Oligocone trichromacy: clinical and molecular genetic investigations.

PURPOSE: To describe the phenotype and genotype of patients with a diagnosis of oligocone trichromacy (OT). METHODS: Six unrelated patients had a detailed ophthalmic examination including color vision testing, a Goldmann visual field test, fundus photography, and full-field electroretinography (ffERG). Five patients also underwent multifocal (mf)ERG, autofluorescence recording, and optical coherence tomography (OCT). Genetic analysis included sequencing of all coding regions and flanking introns of CNGA3, CNGB3, GNAT2, KCNV2, and PDE6C. RESULTS: All patients had subnormal visual acuity, a history of congenital nystagmus, and subjectively normal or near-normal color vision; five patients reported photophobia. Clinical examinations revealed largely normal fundi, normal Goldmann visual field results with the IV/4e target, and normal color discrimination or mild color vision deficiency. Electrophysiological investigations showed either complete absence of recordable cone responses or severely reduced amplitudes. All retinal layers were identifiable by OCT, which also showed thinning of the peripheral retina.
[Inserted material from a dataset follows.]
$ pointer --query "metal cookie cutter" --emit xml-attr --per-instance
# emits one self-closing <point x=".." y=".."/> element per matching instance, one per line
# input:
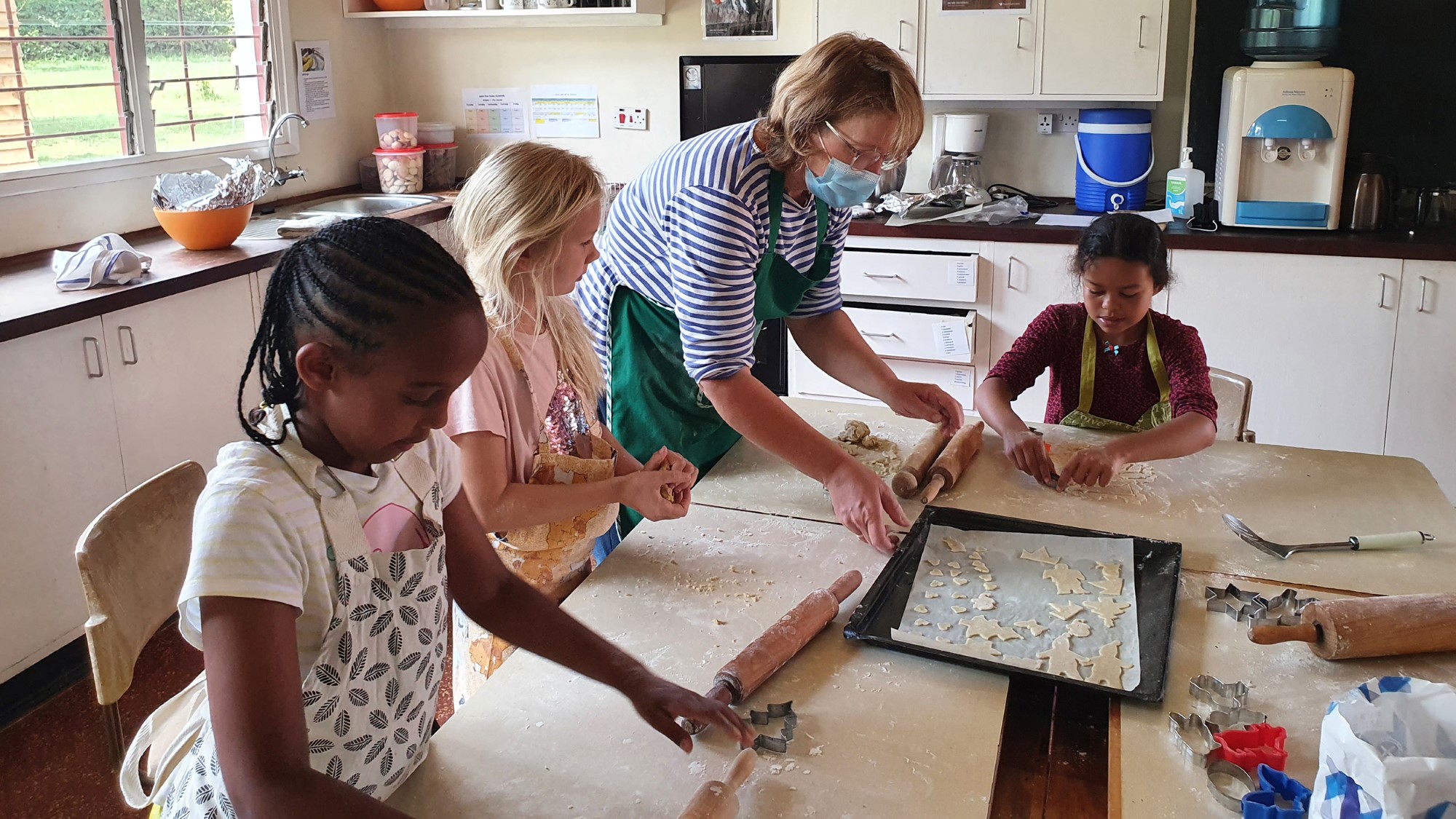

Genetic analysis revealed two causative CNGB3 mutations in one patient and single heterozygous mutations of unknown significance in CNGB3 and PDE6C in two other patients. CONCLUSIONS: Oligocone trichromacy is a heterogeneous condition with respect to both phenotypic appearance and genetic background. The finding of mutations in genes known to be involved in complete and incomplete achromatopsia supports the notion that some forms of OT is an extreme form of incomplete achromatopsia with preferential loss of peripheral cones.